This one is short and sweet. Yesterday I went into a phone store to get a new charger. I told the three-year-old assistant hovering by the phones what I needed. He grabbed one and led me to the till where I struck up a bit of witty repartee:
Me: I don’t know what I do with them, I keep buying them and leaving them places…
Him: Silent bar a look that seemed to say ‘Madam, I could not care where you leave them, why are you talking to me?’
Me: Anyway, I’m really good customer, is there any chance of a discount?
Him: A look of panic. He wasn’t expecting this. He pauses for a second then: ‘Er, no madam, unfortunately I’m not able to do that.’
Me (grinning madly): Are you sure? I’m really, really good customer. My bills are crazy every month…

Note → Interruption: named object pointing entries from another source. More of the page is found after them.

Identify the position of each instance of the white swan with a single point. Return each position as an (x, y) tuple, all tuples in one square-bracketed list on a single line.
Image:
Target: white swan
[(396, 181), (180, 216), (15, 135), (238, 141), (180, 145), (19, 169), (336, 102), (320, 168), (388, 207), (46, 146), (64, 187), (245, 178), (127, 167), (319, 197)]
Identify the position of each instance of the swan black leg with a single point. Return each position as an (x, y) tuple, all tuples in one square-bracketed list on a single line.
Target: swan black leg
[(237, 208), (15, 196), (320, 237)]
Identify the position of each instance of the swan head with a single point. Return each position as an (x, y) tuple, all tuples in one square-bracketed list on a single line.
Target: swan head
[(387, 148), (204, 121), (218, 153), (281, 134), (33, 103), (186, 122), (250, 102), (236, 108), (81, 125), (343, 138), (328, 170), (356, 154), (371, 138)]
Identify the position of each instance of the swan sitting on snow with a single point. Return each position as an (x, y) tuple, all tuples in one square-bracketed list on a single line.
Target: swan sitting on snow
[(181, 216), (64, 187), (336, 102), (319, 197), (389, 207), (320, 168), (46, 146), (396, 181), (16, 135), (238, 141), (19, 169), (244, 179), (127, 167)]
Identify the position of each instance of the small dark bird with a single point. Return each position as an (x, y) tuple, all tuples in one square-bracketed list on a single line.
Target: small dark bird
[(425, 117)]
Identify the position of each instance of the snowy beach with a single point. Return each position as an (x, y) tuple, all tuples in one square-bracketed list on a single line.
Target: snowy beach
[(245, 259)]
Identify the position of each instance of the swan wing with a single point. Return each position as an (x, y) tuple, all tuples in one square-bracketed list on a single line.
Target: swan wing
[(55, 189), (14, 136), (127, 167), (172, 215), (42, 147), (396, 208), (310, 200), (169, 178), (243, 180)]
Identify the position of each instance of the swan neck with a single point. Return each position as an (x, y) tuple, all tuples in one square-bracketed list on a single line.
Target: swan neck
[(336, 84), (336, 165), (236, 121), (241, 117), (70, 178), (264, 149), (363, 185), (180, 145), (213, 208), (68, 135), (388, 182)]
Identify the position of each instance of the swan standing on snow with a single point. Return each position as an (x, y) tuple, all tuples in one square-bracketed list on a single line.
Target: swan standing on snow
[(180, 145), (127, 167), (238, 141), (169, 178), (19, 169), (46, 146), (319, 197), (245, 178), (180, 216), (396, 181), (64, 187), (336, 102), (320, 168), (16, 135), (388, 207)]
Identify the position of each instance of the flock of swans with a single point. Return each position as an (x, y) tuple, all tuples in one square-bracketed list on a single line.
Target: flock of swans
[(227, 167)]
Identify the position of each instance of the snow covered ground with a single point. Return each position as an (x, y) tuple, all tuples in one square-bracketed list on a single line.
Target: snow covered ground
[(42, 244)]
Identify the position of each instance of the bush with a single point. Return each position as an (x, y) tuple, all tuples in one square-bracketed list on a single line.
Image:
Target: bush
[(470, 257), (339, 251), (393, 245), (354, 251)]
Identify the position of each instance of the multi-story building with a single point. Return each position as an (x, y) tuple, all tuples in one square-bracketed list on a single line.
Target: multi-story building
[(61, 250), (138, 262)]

Him: A look that suggests that not only are my bills crazy, I may be crazy and he might have to call his manager soon. ‘Er, sorry, no.’
The customer, at the till next to me, breaks off from her conversation about roaming charges to give me a once up and down. I think she’s trying to see what kind of nutter/cheapskate I am. But maybe that’s in my head. She smirks. I smirk back.
Me (still grinning): OK! No worries!
Him: Confused and relieved. Smiles.
It was quite funny actually. I would usually be quite mortified in this situation, in case people thought I was a cheapskate, but yesterday I could not care less. I think my coffee shop romance has made my skin grow an extra layer thick. I am (temporarily at least) invincible.